Township in Yangon, Myanmar

Shwepyitha Township (ရွှေပြည်သာ မြို့နယ်; /my/) is located in the northwestern part of Yangon, Myanmar. The township comprises 27 wards and 3 village tracts, and shares borders with Htantabin Township to the north, Mingaladon Township to the east, the Yangon river to the west, and Insein Township to the south.

==Geography==
Incorporated into the city of Yangon in 1986, Shwepyitha is now developing and has basic municipal services. Improvements include tidy and broad main roads and many streets form a grid. Hlaing River separates Shwepyitha and Hlaingtharyar.

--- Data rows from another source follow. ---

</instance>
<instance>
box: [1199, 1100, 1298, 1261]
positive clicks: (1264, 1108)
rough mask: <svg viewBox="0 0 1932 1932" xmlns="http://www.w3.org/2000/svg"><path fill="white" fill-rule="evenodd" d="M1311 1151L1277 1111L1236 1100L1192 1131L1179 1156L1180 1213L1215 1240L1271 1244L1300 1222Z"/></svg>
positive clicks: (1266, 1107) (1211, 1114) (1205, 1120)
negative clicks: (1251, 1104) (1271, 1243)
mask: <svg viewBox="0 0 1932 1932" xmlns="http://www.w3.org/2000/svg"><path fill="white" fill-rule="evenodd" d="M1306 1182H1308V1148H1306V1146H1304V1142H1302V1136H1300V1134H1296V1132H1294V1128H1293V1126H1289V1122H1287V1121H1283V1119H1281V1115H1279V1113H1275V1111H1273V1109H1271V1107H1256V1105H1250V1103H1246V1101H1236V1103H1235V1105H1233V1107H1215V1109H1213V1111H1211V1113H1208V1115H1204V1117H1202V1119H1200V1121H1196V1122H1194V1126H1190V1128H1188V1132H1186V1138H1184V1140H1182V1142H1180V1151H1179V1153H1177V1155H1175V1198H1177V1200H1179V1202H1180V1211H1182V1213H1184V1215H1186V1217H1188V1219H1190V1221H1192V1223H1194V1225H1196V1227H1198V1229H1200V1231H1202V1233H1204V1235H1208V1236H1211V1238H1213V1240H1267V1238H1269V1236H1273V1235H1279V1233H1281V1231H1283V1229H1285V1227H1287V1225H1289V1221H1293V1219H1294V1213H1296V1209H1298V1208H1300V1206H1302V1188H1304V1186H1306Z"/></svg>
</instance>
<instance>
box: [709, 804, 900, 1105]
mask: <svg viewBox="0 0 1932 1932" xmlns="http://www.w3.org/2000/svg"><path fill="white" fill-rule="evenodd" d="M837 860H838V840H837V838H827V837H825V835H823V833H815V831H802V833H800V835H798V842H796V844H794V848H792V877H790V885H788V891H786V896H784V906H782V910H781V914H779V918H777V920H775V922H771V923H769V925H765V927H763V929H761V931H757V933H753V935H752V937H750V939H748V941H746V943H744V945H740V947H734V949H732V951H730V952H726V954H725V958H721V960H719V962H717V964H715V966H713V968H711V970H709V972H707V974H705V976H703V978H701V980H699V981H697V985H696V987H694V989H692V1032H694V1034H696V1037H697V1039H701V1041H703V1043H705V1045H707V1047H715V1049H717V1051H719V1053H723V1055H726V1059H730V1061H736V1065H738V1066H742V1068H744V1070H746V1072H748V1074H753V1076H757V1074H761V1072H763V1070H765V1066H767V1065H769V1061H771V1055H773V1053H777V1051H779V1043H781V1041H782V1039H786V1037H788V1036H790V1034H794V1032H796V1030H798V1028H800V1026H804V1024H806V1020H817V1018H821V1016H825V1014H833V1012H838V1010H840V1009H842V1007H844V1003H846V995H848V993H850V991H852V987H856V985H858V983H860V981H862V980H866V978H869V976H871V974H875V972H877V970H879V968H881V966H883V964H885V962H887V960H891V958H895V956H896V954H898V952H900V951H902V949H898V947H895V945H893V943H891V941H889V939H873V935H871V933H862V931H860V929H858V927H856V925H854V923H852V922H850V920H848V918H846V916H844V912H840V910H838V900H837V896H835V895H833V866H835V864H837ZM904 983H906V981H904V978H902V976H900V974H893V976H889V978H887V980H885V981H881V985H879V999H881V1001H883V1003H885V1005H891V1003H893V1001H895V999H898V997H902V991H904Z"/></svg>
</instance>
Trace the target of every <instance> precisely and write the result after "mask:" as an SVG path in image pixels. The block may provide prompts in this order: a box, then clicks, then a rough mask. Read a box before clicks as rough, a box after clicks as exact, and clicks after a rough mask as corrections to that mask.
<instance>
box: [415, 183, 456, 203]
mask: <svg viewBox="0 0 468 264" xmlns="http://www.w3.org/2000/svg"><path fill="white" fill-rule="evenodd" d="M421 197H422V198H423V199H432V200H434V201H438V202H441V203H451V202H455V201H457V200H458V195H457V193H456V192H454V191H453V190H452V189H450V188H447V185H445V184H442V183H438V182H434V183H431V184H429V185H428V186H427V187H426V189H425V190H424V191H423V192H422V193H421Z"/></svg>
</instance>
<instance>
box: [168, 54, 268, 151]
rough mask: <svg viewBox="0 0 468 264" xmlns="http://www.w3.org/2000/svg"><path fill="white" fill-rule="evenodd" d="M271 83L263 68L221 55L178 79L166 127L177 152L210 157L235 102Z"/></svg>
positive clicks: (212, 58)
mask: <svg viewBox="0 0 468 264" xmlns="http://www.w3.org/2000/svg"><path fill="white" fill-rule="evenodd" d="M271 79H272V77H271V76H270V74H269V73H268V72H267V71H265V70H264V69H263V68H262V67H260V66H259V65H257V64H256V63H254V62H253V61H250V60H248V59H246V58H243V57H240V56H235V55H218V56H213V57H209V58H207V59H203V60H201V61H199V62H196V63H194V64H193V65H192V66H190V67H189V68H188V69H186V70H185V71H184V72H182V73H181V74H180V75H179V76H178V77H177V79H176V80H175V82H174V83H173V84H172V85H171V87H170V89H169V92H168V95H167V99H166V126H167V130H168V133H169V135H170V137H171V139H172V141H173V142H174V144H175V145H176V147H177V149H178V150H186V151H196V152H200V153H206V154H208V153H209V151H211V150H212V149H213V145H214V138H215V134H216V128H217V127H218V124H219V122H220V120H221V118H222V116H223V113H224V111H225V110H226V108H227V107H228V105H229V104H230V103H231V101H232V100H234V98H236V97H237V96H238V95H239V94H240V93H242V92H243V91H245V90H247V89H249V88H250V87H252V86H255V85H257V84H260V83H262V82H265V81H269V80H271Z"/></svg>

Shwepyitha Bridge was built in 1996, and now it is a useful bridge in Yangon and is also the start of the Yangon-Pathein-Chaungthar Highway. Htan Chauk Pin Junction is regarded as the centre of Shwepyitha and many well-known places are there. Bogyoke Aungsan Road, Bayint Naung Road, and No. 4 Highway are the most popular roads in the town. The Yangon Circular Railway passes through the township. Its railway station is also at the Yangon-Pyay-Mandalay Railway.

==Economy==
The township has the Shwepyitha Industrial Zone, Yangon's first industrial park, first developed in 1990. The Industrial Zone was expanded in 1999 to Zone 2 and Zone 3. As of 2001, all 306.9 acres of Zone 1 was sold and developed. Zone 2 remained at 35% developed, while Zone 3's 194 acres were also all sold out. In 2022, the Shwepyitha Industrial Zone 1 employed about 50,000 workers at 200 factories. By then it was only one of 29 total indsturial zones in the Yangon metropolitan area.

==Education==
The township has 50 primary schools, 20 middle schools, and 7 high schools.
The most famous high schools are B.E.H.S. No. 1 and B.E.H.S No. 3. There are nearly 30 middle (branch) schools and 10 high (branch) schools. Private schools include Kaung Su San, Aung Thukha, New Life, Myint Mo Yape, Education Palace, etc. University of Computer Studies, Yangon and Government Technical Institute ( Shwepyitha) are located there, too.

Many Language Centres teach English, Korean, Japanese, and Chinese.

==Demographics==

The Bamar make up the vast majority of the township's population, while the Rakhine and Karen are notable minority groups.